His rationale? Banks argued that allowing college students to carry concealed weapons will protect women from sexual assault.

Though the prospects of the bill being passed by Indiana’s General Assembly this year are small, Banks said the idea has support from the local members of Students for Concealed Carry, a national organization that has played a leading role in the push for campuses to allow students to carry guns. He also specifically mentioned that the organization has a large membership of female students (though he didn't give a specific number) concerned about campus safety.

"That's what's compelling about this issue, is how many female students there are around the state, who have very specific and real reasons to be afraid for their own safety on their campus," he said. 

Most colleges shave strict policies forbidding guns on campus but efforts by groups like Student for Concealed Carry are starting to turn the tide. In just the last two years, colleges in four states sanctioned policies permitting guns on campus.

However, as NPR’s Indiana affiliate reported, the nature of sexual crimes committed on college campuses limits the likely effectiveness of a carrying a concealed weapon as a means to prevent sexual assault.

Debbie Melloan, a counselor at Indianan University’s Sexual Assault Services Center explained that “most sexual assaults happen between people who know one another,” making the willingness and likelihood of someone shooting a known attacker very slim. In fact, about two-thirds of sexual assaults are committed by someone known to the survivor or victim.

And on the larger question of guns on campuses, Garen Wintemute, a public health researcher at the University of California, Davis, has said that the chances that more guns in schools would keep anyone safer is "vanishingly small."

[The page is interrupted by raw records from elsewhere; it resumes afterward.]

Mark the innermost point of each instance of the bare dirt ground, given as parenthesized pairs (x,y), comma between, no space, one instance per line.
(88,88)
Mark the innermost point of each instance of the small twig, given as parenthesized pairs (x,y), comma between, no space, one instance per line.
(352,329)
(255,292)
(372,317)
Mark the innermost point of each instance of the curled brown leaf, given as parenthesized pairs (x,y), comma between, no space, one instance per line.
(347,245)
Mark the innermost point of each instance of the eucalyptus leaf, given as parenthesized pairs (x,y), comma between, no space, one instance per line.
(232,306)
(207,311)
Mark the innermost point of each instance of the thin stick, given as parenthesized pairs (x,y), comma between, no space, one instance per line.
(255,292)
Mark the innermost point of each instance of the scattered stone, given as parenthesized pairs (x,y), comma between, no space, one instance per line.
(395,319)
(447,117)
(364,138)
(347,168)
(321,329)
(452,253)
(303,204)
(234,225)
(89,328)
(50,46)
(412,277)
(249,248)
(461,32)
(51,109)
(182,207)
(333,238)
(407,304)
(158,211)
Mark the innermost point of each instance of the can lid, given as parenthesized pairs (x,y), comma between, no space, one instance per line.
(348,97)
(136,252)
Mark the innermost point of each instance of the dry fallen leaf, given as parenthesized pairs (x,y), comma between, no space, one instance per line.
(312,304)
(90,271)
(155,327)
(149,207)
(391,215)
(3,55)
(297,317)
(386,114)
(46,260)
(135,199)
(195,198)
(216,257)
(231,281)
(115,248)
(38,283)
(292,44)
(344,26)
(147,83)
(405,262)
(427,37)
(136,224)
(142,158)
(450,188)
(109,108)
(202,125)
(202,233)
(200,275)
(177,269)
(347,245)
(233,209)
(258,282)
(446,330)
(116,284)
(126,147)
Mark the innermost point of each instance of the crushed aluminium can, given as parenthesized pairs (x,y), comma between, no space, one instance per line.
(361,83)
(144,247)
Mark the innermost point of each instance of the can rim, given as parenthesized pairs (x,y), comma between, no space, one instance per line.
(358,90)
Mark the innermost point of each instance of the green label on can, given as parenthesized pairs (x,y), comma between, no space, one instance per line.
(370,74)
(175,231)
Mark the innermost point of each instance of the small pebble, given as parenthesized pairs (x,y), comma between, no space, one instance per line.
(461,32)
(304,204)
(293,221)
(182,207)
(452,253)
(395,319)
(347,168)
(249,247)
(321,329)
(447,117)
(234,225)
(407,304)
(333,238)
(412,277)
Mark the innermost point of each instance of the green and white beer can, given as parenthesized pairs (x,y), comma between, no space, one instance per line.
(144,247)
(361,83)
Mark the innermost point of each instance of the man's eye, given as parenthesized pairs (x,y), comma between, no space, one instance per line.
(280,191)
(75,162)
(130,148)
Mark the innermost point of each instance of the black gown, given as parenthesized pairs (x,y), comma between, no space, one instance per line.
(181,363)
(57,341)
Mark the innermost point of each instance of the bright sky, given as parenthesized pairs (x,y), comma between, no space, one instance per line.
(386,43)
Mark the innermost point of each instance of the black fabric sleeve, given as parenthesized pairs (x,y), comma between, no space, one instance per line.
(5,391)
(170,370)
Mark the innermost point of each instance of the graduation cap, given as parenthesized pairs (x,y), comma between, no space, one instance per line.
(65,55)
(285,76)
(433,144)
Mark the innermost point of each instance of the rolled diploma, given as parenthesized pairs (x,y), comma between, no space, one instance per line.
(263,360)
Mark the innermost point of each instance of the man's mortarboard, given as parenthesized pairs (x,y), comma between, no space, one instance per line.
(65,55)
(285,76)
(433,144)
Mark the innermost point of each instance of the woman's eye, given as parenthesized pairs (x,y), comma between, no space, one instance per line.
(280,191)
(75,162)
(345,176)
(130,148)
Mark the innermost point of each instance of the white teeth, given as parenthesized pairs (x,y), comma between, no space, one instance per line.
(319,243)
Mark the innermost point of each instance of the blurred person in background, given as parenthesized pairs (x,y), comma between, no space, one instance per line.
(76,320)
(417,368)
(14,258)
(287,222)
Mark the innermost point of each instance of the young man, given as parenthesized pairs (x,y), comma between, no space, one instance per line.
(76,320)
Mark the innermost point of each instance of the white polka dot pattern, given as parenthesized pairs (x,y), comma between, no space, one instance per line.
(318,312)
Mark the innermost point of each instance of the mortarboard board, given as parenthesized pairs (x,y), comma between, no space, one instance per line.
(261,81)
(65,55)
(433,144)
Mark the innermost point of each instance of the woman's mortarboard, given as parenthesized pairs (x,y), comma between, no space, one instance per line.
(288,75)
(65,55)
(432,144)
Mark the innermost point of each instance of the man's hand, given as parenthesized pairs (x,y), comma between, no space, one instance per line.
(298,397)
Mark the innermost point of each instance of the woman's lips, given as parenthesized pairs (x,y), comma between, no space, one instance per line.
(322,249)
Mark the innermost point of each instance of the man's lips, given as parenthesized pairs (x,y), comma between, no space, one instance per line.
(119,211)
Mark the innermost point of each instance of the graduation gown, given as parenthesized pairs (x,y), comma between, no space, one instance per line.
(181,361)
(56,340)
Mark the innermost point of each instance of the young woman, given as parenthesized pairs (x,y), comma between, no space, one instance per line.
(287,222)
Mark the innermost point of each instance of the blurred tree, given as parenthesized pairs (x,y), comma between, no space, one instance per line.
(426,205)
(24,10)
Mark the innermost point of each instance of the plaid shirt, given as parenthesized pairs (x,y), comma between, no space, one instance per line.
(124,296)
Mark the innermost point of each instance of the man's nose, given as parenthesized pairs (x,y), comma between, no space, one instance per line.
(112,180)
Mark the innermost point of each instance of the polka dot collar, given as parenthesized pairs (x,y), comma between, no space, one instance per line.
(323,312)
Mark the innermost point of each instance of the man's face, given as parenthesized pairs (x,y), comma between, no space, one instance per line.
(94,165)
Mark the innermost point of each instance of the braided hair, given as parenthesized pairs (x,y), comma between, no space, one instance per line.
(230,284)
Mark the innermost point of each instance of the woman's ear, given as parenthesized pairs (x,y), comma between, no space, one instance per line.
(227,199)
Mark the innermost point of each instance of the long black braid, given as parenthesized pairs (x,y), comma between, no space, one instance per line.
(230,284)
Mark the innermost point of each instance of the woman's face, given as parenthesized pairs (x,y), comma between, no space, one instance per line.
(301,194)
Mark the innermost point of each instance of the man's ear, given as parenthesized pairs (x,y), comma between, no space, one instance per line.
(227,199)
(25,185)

This isn’t the first time that women have been told that carrying a gun will keep them safe. When a South Carolina woman was kidnapped and sexually assaulted in November 2011, Spartanburg County Sheriff Chuck Wright told women in the community to “get a firearm” and conceal it in their fanny packs. Wright specifically mentioned a particular kind of small pistol, adding that “You ain’t got to be accurate. You just have to get close.”

Critics point to examples of guns actually putting victims in greater danger. A University of Pennsylvania study found that not only did guns fail to protect those carrying them, they were more likely to be used against them. People were about 4.5 times more likely to be shot in an assault than those not possessing a gun.

And as Tara Culp-Ressler at ThinkProgress notes, while conservatives like Banks are pushing for looser gun laws like this “under the guise of ‘protecting women,’” more attention should be focused on increasing education about rape culture on college campuses.

Further, what is so often ignored in these debates is the underlying problem of unhealthy attitudes toward women and the inadequate responses of school officials to sexual assaults. With three recent examples at Amherst, Boston University, and University of Missoula, there can be no doubt that action is needed now.

Campus safety is a serious issue and colleges and universities need to do more to help prevent sexual assaults. Whether or not letting students carry guns on campus is the answer is something each school will need to consider carefully.